Shares in our big bank stocks recorded gains on Tuesday even after Commonwealth Bank of Australia (ASX: CBA) upped pressure on its peers by slashing rates to grab market share.
The CBA share price closed 0.1% higher at $82.10, while the Westpac Banking Corp (ASX: WBC) share price added 0.4% to $29.92, the Australia and New Zealand Banking Group (ASX: ANZ) share price jumped 1.3% to $28.28 and the National Australia Bank Ltd. (ASX: NAB) share price improved 0.6% to $29.92.
In contrast, the S&P/ASX 200 (Index:^AXJO) (ASX:XJO) index closed flat as gains by large financials were offset by weakness in the mining and energy sectors.
Fixed-rate loans getting cheaper
Coming back to CBA, the Australian Financial Review reported that our largest mortgage lender has slashed its fixed rate loans by as much as 90 basis points (bps) as the big lenders fight for new business.
The bank's one- and four-year fixed rate has been lowered by 60bps to 3.29% and 3.49%, respectively, and mortgage brokers quoted in the story said this is a reflection of CBA's growing expectation of an interest rate cut by the RBA when our central bankers meet next Tuesday.
That isn't technically correct. Fixed longer-term rates are not directly influenced by the cash rate but by similar-dated government bond yields.
However, it's worth noting that wholesale funding has gotten cheaper recently and global bond yields are very depressed.
Westpac also fighting for market share
The cut by CBA follows Westpac's move to lower the serviceability test for borrowers for the second time in 10 weeks to 5.35% from 5.75%.
This means Westpac is able to lend more to home buyers as borrowers will be stress-tested against the lower hurdle rate by the bank when it is determining the maximum loan amount they can take out.
Westpac's move is also seen as a push for market share and the rising competitive tension is good news for borrowers – although that will probably come at the expense of shareholders.

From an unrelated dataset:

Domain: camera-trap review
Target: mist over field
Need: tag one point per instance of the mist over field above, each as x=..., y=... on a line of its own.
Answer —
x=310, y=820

Rate cuts means smaller profit margins for the banks and the sector has been under margin pressure for a while now.
Dividends at risk
The growing chance of another RBA rate cut and heating-up in competition for borrowers mean bank margins aren't about to improve anytime soon even though the residential market appears to have turned a corner.
Investors should be concerned as weakening margins increases the chances that some of the banks may have to reduce their dividends.